Nem mesmo a Qualy, sucesso de público e liderança até então inabalável, está imune à ofensiva da JBS. Com a aprovação do Conselho Administrativo de Defesa Econômica (Cade), a Seara concluiu na última segunda-feira a aquisição dos ativos de margarina e maioneses da Bunge, agregando R$ 1 bilhão ao faturamento.

A transação, aliás, é reveladora da competição entre BRF e Seara. O negócio de R$ 700 milhões levou quase um ano para ser aprovado no órgão antitruste, uma demora que arrepiou os cabelos de advogados que acompanharam o caso.

A líder contestou a aquisição, no que foi encarado como uma estratégia – bem sucedida – para protelar a aprovação do negócio. Para um advogado, a ironia é que, meses depois, a BRF aumentou a concentração do mercado de margarinas ao assumir, sob licença, a produção e comercialização da marca Becel.

Enquanto a Seara não podia assumir o negócio e com uma Bunge naturalmente menos motivada a se esforçar por uma operação descontinuada, a BRF fez a festa e, de lambuja, pairou soberana na quarentena.

O isolamento social fez o consumo de margarinas disparar, e a dona da Qualy estava mais que preparada. Em fevereiro, ainda antes do turbilhão provocado pela covid-19, a empresa retomara a produção de margarinas em Uberlândia, ampliando a capacidade em 35%.

Quando os consumidores começaram a fazer mais bolos para sobreviver à rotina entediante da quarentena, lá estava a Qualy e a Claybon – uma marca de combate – para surfar a onda. Não à toa, o market share da BRF atingiu 58,7% em entre maio e junho, maior nível mais desde 2018. De lá para cá, o encarecimento do óleo de soja fez a BRF tirar o pé, e entre agosto e setembro a participação em margarinas caiu para 56,3%. Ainda assim, a liderança se dá por boa margem.

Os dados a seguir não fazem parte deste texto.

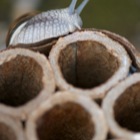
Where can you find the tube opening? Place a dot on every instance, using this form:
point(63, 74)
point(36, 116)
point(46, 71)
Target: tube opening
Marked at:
point(6, 133)
point(68, 121)
point(21, 81)
point(87, 64)
point(127, 108)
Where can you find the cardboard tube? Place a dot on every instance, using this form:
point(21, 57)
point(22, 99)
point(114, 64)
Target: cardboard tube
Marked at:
point(26, 80)
point(89, 63)
point(10, 128)
point(121, 108)
point(67, 116)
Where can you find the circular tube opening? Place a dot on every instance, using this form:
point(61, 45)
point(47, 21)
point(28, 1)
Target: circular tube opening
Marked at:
point(21, 81)
point(6, 133)
point(68, 121)
point(127, 108)
point(87, 64)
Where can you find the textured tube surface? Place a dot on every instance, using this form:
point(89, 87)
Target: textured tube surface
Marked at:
point(89, 63)
point(67, 116)
point(26, 80)
point(10, 128)
point(121, 108)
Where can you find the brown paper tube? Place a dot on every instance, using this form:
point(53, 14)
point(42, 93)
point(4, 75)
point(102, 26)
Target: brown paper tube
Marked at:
point(26, 79)
point(43, 46)
point(10, 128)
point(67, 116)
point(89, 63)
point(132, 51)
point(122, 109)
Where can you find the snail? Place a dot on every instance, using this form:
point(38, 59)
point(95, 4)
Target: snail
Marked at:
point(36, 28)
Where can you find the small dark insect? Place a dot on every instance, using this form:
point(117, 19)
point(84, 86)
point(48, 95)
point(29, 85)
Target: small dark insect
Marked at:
point(47, 25)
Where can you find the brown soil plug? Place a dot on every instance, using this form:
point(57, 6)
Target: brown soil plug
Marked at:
point(122, 109)
point(26, 80)
point(89, 63)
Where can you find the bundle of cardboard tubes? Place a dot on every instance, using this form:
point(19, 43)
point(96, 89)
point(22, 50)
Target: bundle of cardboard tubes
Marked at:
point(81, 86)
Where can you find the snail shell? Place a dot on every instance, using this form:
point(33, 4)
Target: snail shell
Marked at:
point(44, 26)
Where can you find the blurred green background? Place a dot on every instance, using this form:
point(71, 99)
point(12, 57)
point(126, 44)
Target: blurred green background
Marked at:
point(119, 16)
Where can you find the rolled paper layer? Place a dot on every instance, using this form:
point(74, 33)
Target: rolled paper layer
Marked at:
point(10, 128)
point(89, 63)
point(26, 80)
point(121, 108)
point(67, 116)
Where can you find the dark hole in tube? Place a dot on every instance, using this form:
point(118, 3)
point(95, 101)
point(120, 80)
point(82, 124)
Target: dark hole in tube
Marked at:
point(20, 81)
point(68, 121)
point(87, 64)
point(127, 108)
point(6, 133)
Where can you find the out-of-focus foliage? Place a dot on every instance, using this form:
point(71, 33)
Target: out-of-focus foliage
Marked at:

A partir da assinatura do acordo com a Bunge, a Seara vai poder incomodar a BRF também nessa frente até porque passa a contar com três fábricas para a produção de margarinas – antes, a produção era feita por terceiros. A Seara mais que triplica o market share, saindo de 9,5% para 35,5%. Além da Doriana, marca que já detinha, contará com Delícia para acirrar o jogo.

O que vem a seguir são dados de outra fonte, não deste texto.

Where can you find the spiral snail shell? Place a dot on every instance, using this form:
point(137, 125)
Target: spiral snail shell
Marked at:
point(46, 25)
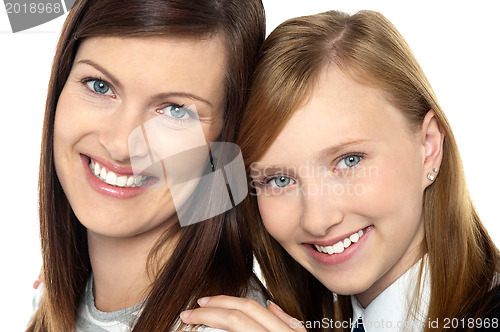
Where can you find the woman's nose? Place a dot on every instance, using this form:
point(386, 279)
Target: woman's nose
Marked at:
point(121, 132)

Em outros mercados, a disputa já é pesada. No ano passado, a Seara desbancou a Perdigão da liderança em congelados – itens como hambúrguer, lasanhas e pratos prontos -, algo inimaginável quando a Seara foi comprada pela JBS, em 2013.

Em valor, a Seara tem 23,7% do mercado de congelados, contra 21,4% da Perdigão, de acordo com dados obtidos pelo Valor. Ao analista Thiago Duarte, do BTG Pactual, Wesley Filho confirmou, em teleconferência realizada em novembro, que também vem reduzindo o gap de preço com as marcas da concorrente.

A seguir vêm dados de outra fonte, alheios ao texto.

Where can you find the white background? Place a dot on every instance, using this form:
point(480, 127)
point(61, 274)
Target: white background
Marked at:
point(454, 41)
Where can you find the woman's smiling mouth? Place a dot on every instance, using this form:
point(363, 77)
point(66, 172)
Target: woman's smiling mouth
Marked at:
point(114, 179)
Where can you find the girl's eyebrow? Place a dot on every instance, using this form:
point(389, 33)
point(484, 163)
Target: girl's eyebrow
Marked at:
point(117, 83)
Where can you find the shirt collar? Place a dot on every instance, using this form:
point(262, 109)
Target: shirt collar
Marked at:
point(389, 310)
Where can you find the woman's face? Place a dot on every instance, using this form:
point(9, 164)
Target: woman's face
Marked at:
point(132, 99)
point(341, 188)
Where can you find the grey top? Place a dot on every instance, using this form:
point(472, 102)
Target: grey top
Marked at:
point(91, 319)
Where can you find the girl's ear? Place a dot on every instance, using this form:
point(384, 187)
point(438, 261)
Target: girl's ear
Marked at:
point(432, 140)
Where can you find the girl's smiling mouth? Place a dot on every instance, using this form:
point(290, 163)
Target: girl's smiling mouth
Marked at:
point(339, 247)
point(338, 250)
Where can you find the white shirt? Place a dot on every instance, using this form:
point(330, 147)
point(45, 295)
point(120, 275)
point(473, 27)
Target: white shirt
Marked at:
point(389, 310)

Na BRF, fontes não negam a liderança da marca rival em congelados, mas ironizam o fato de tratarem a Seara isoladamente, sem considerar outras marcas que a JBS tem no portfólio, como Rezende. Juntas, Perdigão e Sadia ainda lideram, com mais de 40%. Também se argumenta que o negócio de congelados é o menos relevante. “É market share de um negócio menor e nem sempre com boa rentabilidade”, argumentou uma fonte.

Minimizar os feitos da Seara não significa ignorá-los. Na próxima semana, a BRF leva ao mercado sua visão para 2030. Sai de cena a reestruturação e volta o crescimento – o faturamento de R$ 35 bilhões também vai aumentar. Lequetreque não está parado.

No duelo entre as gigantes, também há espaço para recados subliminares. No último balanço, a BRF fez questão de avisar aos investidores que a perda de participação de mercado, um efeito colateral da covid-19 e do repasse de preços feito para compensar o custo do milho, se deu para marcas com menos de 5% de share. Para bom entendedor, um pingo é letra – e não é “S”.